Giannis Siderakis

Personal information
- Full name: Ioannis Siderakis
- Date of birth: 16 November 1987 (age 38)
- Place of birth: Athens, Greece
- Height: 1.83 m (6 ft 0 in)
- Position: Goalkeeper

Team information
- Current team: Chalkida

Youth career
- –2006: Olympiacos

Senior career*
- Years: Team / Apps / (Gls)
- 2005–2006: Olympiacos / 0 / (0)
- 2006–2007: Olympiakos Loutraki
- 2007–2008: AE Giannena / 8 / (0)
- 2008–2010: Chaidari / 34 / (0)
- 2010: Apollon Smyrnis / 0 / (0)
- 2010–2011: Thrasyvoulos / 26 / (0)
- 2011–2013: Panionios / 15 / (0)
- 2013–2014: AEL Kalloni / 25 / (0)
- 2014–2015: Doxa Katokopias / 14 / (0)
- 2015: AEL Kalloni / 0 / (0)
- 2015–2016: Aris / 3 / (0)
- 2016–2017: Trikala / 7 / (0)
- 2018: Agios Ierotheos / 0 / (0)
- 2022–: Chalkida

= Giannis Siderakis =

Greek footballer

Giannis Siderakis (Γιάννης Σιδεράκης; born 16 November 1987) is a Greek professional football player.

Until 2006 he was a member of the youth team of Olympiacos.

==Career==

He started in the youth section of the Olympiacos and until 2006 was a member of the u17 team. In 2007, he was transferred to AO Haidari, where he played 2.5 years. Then he fought Apollo Smyrna in the second half of the season in 2009-10 and in 2010-11 was an eventful year in Thrasivoulos Filis.

===Panionios===
In the summer of 2011 he joined Panionios, which debuted in the Superleague on August 28, the first day of the season 2011–12, against Ergotelis at Nea Smyrni Stadium. One of the top moments in neosmyrniotiko club was on January 11, 2012, in a home cup match against Panathinaikos (0-0, 4-3 penalties) when he saved two chipped penalty that executed by Karagounis and Leto gave the qualification to Panionios.

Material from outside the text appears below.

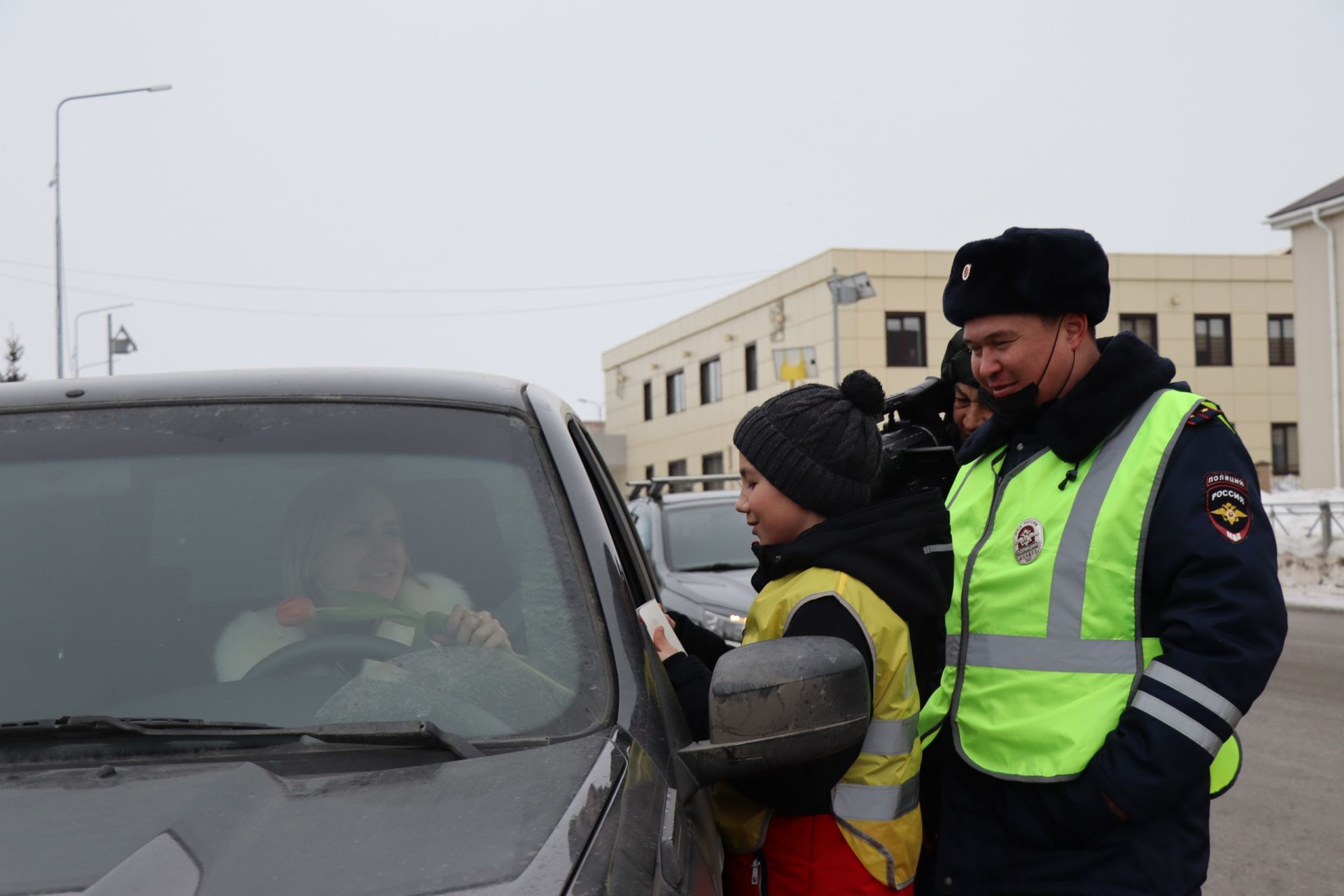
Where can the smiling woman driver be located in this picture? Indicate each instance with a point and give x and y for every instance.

===AEL Kalloni, Cyprus and return===
Between 2013 and 2014 he defended the goal of AEL Kalloni, where he had 25 appearances in the league, followed a years in the Cyprus league where he played with the colors of Glory Katokopia. In the following period (2015–16) returned to Kalloni but was sold immediately to Aris. He made his debut in a 3–1 win over Apollon Kalamarias. Two weeks later against Eordaikos he made a number of crucial saves to keep nine-man Aris in the game for an eventual 2–1 win.